Ken, there is so much wonderful street art in this area. I haven’t been able to pick a favourite.
Loved the Shoreditch post. So with this one. Don’t like graffiti and like the almost photographic ones the best!
Carol, I’m not crazy about the pieces that look like almost pure graffiti either. But I really appreciated the others – both the almost photographic and the more abstract.
what an amazing array of street art, Donna! I will definitely visit Brick Lane on my next trip to London.
Doreen, I think Brick Lane is well worth a visit.
The colors are dazzling–let alone the pictures they create. I love when you’re traveling and run across this sort of art.
RoseMary, street art seems to be becoming more of a thing around the world, but the collection in this area is particularly impressive.

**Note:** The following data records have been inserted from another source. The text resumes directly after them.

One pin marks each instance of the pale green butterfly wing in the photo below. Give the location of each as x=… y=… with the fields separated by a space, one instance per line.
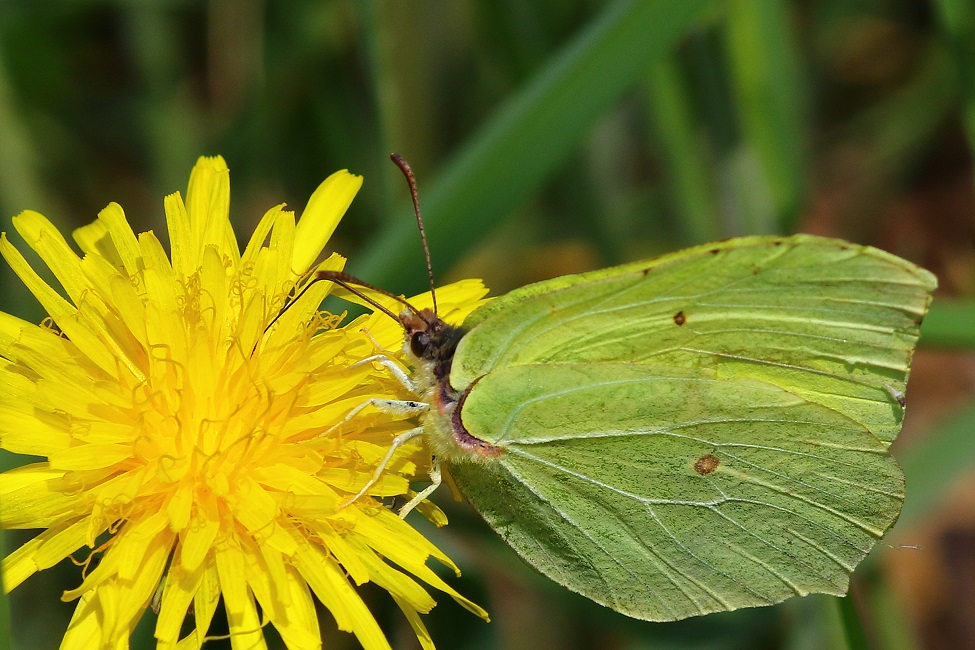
x=669 y=493
x=832 y=321
x=782 y=359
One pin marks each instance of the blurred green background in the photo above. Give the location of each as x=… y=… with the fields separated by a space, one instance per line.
x=547 y=138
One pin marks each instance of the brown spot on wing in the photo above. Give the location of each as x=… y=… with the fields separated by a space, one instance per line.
x=706 y=464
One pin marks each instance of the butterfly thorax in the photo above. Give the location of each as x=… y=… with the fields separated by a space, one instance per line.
x=433 y=343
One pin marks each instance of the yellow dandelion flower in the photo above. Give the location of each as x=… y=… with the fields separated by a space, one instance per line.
x=197 y=443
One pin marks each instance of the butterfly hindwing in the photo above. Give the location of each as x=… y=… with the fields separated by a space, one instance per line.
x=666 y=493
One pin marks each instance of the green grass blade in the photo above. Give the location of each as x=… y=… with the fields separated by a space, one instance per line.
x=935 y=463
x=529 y=137
x=950 y=324
x=853 y=632
x=769 y=91
x=678 y=143
x=957 y=19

What a collection of street art! I was only in London once many years ago but would love to return. I’d love to take a stroll through these neighborhoods.
Debbra, I love London and there are so many great areas to explore and walk through. I’m glad I finally made it to Brick Lane this last trip – it was impressive.
I like street art and I love curry so this is definitely going on the bucket list for the next visit to London! Great post, Donna, felt like I was strolling the street along with you!
Jackie, I’m glad you felt as if you were strolling along with me. London, street art and curry – tough combination to beat!
Love it! I love seeing such talent be displayed for all to enjoy. I’m glad it’s become an accepted way for self expression. Thanks for sharing this. I love hanging around Brick Lane 🙂
Kemkem, I can see why you love hanging around Brick Lane. I think it would be interesting to visit again on a future trip and discover new pieces of street art.
Some fantastic art! That one of the 3D woman emerging from the wall is especially powerful. Eating London has a culinary walking tour of Brick Lane and it would be great to combine it with an art walk.
Michele, combining the culinary tour with an art walk would be fantastic.
I am always amazed at street art. In addition to the task at hand, the artists have the elements to contend with and the lack of privacy when they are creating. Very enjoyable article!
Marilyn, I’m glad you enjoyed the article. There is truly some amazing street art in this area.
Loved this documentation of Brick Lane murals. I was there only once, quite a while ago, for Indian food. Can’t wait to go back again, for more Indian food, but this time I will allow time to browse the murals.
Carole, and I need to go back to Brick Lane for a curry. (and browse more murals)
Wonderful photos, Donna. Discovering street art and looking for more makes a walk in a new city a lot of fun! Anita
Thanks Anita. Street art does make for a fun city walk.